Tlustos points out the reason the museum is called Hanna Basin is because it includes artifacts not only from the town of Hanna but the surrounding areas.

She said the original board was the driving force with getting the museum started, but it was the volunteers and the people of Hanna and the surrounding basin who have made the museum what it is.

In the Valley, the Saratoga Museum is only a little older than the Hanna Basin Museum. It opened its doors in 1980. Dick Perue is one of the founding members of the board.

Perue attributes a lot of his love for history coming from the days when he learned the trade of printing and working for newspapers. He also minored in history at the University of Wyoming.

"So much of the equipment is historical now. It took six years to be a master printer, so you can imagine how much there was to learn," Perue said.

Perue said although he was a founder of the museum, he didn't serve on the board of directors. He said other founders were David Chastain, Bob Randall, Miram Gelman, Dan Simmons and Don Erikson.

He said the mission was to save the local history. In the beginning, the organization was more of a cultural group that was named the Saratoga Historical and Cultural Association. Perue said, in the beginning, there were many foundations that helped fund the museum.

"It is a lot easier to establish a museum than it is to maintain one," Perue said. "A lot of people never think about it, but it gets more expensive every year to maintain a museum."

Perue credits Bob and Mary Martin, former owners of the Saratoga Sun, for keeping so much history in old newspaper articles.

"I worked for them starting in 1954 and eventually bought the paper in 1968," Perue said. "There were 60 boxes of manuscripts, glass plates and negatives. Bob asked me to take care of it and make it available to a museum.
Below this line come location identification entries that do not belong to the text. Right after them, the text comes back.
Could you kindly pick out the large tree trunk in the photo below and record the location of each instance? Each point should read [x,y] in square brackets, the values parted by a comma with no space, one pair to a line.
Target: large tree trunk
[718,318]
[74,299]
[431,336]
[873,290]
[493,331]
He wanted me to preserve it all. That is what I have been doing as I sort out all this stuff."

The beneficiary of all his work to catalogue and discern these historical documents and artifacts is the Saratoga Museum.
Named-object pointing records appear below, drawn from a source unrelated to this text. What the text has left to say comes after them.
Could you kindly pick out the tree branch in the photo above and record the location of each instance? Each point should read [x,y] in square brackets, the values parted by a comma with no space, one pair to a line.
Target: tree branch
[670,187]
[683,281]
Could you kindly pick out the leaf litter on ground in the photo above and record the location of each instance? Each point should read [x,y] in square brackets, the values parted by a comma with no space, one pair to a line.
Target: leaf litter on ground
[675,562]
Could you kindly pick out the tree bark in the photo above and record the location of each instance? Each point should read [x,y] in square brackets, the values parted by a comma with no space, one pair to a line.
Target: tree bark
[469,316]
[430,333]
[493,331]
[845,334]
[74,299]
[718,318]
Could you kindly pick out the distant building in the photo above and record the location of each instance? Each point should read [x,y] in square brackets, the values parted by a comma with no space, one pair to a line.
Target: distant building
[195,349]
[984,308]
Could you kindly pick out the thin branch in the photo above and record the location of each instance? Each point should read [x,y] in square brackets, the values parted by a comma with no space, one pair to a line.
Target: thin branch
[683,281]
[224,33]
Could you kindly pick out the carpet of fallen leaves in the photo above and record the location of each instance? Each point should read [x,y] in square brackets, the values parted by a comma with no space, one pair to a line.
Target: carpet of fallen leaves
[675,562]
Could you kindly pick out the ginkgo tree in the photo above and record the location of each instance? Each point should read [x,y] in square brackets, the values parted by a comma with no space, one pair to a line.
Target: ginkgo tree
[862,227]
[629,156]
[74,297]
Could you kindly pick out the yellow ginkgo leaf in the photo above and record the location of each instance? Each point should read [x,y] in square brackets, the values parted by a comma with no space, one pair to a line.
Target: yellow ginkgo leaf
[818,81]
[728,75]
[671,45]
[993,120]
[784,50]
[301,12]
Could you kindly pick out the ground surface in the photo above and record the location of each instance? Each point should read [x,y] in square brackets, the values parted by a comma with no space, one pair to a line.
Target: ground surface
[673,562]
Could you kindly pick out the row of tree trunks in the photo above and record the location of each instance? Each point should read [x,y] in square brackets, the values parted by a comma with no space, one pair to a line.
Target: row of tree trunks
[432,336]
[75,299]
In 1979 Perue said the Saratoga Historical and Cultural Association raised money by forming the Over the Hump Club. It raised $13,500 in two weeks. It cost $250 to join.
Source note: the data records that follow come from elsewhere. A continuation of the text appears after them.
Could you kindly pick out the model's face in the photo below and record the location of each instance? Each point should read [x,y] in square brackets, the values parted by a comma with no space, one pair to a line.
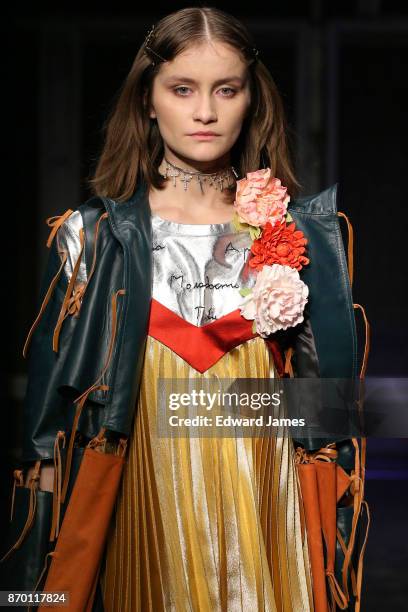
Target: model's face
[205,88]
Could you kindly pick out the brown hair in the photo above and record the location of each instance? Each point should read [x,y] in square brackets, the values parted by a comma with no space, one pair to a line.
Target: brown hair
[133,147]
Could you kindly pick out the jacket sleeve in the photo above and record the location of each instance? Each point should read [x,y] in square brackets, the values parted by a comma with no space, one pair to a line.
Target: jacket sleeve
[45,410]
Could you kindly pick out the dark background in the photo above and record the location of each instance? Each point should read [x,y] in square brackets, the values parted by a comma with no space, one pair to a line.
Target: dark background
[341,68]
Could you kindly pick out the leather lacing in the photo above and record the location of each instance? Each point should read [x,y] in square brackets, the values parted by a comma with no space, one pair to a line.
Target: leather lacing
[56,499]
[340,594]
[84,396]
[75,291]
[70,306]
[33,486]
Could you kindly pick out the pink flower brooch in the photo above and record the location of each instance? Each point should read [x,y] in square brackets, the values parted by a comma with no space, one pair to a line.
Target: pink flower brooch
[278,297]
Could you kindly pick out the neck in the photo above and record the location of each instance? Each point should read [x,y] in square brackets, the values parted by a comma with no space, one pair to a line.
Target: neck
[209,185]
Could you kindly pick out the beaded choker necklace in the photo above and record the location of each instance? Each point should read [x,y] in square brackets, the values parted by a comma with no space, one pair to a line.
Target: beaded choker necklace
[214,179]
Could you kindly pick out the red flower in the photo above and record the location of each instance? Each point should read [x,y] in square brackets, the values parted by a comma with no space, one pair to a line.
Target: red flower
[281,244]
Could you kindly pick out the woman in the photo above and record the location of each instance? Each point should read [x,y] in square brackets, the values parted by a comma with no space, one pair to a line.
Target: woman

"It was very successful," Perue said.

Perue has a huge collection of historical pictures, many from Bob Martin boxes. The one museum Perue won't give any of this material to is the Carbon County Museum.

"Bob told me he had given them material and it just stayed in boxes," Perue said. "So I don't contribute any of Bob's stuff to the Carbon County Museum."

Perue loves doing work for the museum. He gives tours of the area when he can.

He is hopeful the Saratoga Museum will become a special tax district. He said the museum needs this to happen or the museum could run out of funds since many endowments have dried up.

"History preservation is there," Perue said. "But you need to have people that you pass it along to."